Medicare Advantage plans use managed-care techniques to provide health care services through their network of hospitals, skilled care facilities, doctors, home care agencies, durable medical equipment suppliers, laboratories, pharmacies, and other providers.
Medicare Advantage plans in Rhode Island are available to beneficiaries both over and under 65 years of age. You must continue to pay the monthly Medicare Part B premium. Medicare Advantage plans cover all services that Medicare Part A and B provide. They all offer extensive coverage for medical and surgical care, lab tests and x-rays, diagnostic tests and treatments, therapies, inpatient hospital care, skilled nursing facility care, home health care, and other medical services. In addition, they can offer extra benefits. Some plans charge a monthly premium; some do not. Plans require certain co-payments. Rates for plans do not vary according to age. A person with end stage renal disease cannot enroll into a Medicare Advantage Plan. The only exception is if they are going from a commercial plan to a Medicare Advantage Plan within the same insurance company.
To enroll in a Medicare Advantage care plan, you must:
- Be enrolled in Medicare Parts A and B; and
- Live within the area in which the plan provides services; and
- Cannot be medically determined to have end-stage renal disease (ESRD).
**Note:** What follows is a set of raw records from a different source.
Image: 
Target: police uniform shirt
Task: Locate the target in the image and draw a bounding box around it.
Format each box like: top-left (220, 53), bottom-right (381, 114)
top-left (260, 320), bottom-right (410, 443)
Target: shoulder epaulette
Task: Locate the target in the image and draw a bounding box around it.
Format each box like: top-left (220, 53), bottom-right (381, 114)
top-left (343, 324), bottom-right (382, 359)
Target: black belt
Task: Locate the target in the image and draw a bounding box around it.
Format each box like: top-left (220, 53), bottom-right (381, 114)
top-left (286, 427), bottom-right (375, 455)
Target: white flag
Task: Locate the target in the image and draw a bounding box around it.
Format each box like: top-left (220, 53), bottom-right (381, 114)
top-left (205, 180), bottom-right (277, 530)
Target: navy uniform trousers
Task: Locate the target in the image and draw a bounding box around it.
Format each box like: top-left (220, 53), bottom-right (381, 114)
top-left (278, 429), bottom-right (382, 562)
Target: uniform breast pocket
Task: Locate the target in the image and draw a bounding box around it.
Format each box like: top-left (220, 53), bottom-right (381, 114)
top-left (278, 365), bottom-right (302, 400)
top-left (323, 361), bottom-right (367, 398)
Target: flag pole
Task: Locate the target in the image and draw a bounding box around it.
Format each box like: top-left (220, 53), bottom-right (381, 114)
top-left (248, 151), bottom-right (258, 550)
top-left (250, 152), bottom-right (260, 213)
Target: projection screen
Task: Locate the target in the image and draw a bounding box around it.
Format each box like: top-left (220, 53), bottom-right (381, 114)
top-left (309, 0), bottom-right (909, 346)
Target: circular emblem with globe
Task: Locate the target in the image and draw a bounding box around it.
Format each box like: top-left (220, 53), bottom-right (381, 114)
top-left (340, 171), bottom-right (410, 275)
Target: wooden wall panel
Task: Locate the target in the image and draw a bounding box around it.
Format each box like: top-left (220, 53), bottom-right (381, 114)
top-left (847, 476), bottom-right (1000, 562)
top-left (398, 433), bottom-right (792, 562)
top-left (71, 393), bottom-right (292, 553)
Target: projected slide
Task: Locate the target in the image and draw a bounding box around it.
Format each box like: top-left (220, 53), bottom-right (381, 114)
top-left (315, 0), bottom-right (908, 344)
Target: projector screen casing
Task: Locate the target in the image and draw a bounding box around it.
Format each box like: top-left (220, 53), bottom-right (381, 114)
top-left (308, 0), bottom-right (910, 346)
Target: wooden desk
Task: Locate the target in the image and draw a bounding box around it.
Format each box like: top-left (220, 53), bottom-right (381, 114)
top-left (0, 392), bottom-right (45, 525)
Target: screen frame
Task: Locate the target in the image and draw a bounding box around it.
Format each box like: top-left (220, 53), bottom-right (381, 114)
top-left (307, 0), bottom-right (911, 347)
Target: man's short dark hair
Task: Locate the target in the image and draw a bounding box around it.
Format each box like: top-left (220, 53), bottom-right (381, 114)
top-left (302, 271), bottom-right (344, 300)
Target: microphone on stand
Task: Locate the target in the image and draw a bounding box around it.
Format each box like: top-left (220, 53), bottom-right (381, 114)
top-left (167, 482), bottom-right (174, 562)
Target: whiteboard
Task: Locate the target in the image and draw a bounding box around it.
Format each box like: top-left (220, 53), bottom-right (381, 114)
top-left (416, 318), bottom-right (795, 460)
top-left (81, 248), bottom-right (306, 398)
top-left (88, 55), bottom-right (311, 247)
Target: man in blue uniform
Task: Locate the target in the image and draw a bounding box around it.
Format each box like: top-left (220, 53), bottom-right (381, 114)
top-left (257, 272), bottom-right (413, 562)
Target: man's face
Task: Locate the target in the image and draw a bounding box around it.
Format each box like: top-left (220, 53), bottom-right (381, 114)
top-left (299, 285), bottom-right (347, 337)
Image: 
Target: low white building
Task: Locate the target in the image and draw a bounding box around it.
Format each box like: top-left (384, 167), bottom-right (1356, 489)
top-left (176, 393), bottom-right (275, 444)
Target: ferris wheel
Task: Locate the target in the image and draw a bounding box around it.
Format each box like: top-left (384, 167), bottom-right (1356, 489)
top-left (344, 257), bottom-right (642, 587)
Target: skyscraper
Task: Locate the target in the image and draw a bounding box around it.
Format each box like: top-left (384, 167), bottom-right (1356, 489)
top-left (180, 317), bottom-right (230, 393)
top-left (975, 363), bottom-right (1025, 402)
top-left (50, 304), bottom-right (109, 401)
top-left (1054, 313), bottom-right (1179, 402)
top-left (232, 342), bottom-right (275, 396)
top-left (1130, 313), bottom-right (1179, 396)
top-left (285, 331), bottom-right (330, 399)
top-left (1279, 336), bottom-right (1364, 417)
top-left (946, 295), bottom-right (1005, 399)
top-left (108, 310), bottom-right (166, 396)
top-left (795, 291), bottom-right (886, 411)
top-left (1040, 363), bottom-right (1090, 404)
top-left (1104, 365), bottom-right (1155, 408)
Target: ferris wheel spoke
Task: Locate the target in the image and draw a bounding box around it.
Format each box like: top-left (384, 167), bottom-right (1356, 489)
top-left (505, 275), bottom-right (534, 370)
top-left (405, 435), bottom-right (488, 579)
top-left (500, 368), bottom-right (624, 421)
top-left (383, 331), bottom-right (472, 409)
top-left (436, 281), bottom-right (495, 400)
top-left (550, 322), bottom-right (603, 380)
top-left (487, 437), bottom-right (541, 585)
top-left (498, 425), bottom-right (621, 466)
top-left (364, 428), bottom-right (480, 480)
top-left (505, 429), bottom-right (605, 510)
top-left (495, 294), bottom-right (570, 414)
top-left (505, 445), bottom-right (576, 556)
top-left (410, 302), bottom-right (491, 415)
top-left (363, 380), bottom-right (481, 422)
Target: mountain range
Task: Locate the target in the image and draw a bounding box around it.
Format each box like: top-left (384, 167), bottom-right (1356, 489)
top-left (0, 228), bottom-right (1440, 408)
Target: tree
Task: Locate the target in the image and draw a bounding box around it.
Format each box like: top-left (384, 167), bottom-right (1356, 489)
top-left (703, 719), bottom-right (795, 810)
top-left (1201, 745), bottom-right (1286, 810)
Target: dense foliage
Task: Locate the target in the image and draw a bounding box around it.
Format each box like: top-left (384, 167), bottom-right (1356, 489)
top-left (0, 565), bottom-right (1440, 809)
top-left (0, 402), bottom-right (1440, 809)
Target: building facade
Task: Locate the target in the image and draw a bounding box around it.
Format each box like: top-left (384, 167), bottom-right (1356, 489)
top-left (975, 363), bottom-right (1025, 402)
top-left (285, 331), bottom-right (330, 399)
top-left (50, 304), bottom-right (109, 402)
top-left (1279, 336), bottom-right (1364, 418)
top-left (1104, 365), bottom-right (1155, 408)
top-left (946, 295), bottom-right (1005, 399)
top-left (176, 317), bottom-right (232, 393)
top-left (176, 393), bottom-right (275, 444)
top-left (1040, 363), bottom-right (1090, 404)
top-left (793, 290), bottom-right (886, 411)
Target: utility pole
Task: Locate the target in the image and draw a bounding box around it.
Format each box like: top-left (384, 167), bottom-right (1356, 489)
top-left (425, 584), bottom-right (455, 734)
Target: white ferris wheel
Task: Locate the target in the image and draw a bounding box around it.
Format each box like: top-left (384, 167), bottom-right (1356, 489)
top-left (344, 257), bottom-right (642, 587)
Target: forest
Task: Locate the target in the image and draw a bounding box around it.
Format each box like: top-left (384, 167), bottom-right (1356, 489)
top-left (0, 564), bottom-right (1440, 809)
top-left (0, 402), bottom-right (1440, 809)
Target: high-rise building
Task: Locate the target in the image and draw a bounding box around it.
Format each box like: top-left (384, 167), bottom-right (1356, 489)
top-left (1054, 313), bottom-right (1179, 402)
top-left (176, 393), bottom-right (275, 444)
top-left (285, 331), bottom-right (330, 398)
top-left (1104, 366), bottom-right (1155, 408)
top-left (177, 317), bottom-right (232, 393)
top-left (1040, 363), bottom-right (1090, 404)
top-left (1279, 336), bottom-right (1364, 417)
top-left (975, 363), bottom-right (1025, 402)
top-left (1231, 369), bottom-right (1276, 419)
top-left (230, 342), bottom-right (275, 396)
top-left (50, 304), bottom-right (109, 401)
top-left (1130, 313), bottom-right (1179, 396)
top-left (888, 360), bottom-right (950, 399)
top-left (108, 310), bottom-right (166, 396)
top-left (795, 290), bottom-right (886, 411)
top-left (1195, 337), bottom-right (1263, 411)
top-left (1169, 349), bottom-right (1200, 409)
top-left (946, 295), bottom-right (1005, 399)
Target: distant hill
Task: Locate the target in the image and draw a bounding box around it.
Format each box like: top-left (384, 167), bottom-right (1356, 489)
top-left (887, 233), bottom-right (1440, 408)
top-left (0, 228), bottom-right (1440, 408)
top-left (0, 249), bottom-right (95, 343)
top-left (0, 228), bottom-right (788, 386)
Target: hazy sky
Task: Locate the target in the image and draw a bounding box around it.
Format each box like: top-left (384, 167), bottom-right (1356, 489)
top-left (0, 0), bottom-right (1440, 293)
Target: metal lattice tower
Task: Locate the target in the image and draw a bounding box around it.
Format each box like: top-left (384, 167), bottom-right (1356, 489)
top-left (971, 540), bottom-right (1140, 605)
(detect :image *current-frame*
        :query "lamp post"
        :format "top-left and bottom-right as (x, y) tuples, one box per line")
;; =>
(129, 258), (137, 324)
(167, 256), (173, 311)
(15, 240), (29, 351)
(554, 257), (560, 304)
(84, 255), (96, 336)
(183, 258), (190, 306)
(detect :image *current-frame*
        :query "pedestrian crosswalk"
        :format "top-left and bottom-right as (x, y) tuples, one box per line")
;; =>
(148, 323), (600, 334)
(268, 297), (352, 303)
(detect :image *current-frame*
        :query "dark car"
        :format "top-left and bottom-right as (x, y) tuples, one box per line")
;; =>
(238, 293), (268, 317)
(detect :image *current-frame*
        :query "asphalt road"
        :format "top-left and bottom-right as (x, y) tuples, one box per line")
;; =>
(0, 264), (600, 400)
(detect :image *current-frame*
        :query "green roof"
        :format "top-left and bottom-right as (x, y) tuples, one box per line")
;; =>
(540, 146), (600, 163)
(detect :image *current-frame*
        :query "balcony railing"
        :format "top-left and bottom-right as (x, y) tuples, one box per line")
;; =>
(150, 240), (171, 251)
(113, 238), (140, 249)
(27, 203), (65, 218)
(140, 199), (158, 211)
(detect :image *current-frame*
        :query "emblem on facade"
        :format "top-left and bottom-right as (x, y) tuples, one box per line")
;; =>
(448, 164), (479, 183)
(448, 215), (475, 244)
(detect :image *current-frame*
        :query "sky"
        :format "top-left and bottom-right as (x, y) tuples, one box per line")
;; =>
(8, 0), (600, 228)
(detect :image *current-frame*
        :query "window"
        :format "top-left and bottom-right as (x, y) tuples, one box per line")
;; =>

If you develop ESRD after you are a member, you may continue to be a member and receive the necessary services through the plan; and
- Sign up during your initial enrollment period (three months immediately before the month your Medicare A and B became effective); during November of any year; during a special enrollment period; or if you move out of you current plan’s service area into another area which has a Medicare managed care plan.
Anyone thinking of joining such a plan should understand:
- You must use the plan’s providers and facilities to minimize your out-of-pocket financial liability. You are not free to go to any physician, hospital, or other provider you choose, unless you choose a plan with an out-of-network benefit.
- You must choose a primary care physician and in some cases, you must receive prior approval of your primary care physician to see a specialist, have surgery, or obtain equipment or other medical services.
It can take up to 30 days to enroll or disenroll.